唐天霄忽然间一个字也说不出来,阖了眼只是双手冰冷。
眼前的一切便渐渐地颠倒旋转,模糊不清。
只有身畔这轻如纸片的女子,忽然间如此真实。
真实却可怕。
仿佛触目所及的一切都在告诉他,她快死了,他将永远失去她。
他不要失去她。
哪怕把她关着,关在密不透风棺木一样的屋宇里,他还是能清晰地意识到,她是他的,就如……他似乎也是她的一样。

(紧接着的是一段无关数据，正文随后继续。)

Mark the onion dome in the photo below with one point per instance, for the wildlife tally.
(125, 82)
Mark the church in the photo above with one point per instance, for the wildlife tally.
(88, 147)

虽然他一直在努力摆脱她对他的影响,可这一刻,他不敢想象,若眼前的女子真的成了一张薄薄的纸片,就此碎裂,飞逸,流散,他该去怎样承受那种失去后的痛彻心扉和肝胆俱裂。
他不敢想象,她会因着他的报复和凌虐,就此死去。
他恨她,只是恨她的薄情和背信。所以他关着她,哪怕她在想着别的男子,也不得不恨他恼他怨他。
她必须活生生地感知他对她的爱恨交加,就像他必须感觉到她正活生生地存在于他的世界里。
这一生的苦和痛,他已经承受得够多,绝不想承受更多。
他也承受不起更多。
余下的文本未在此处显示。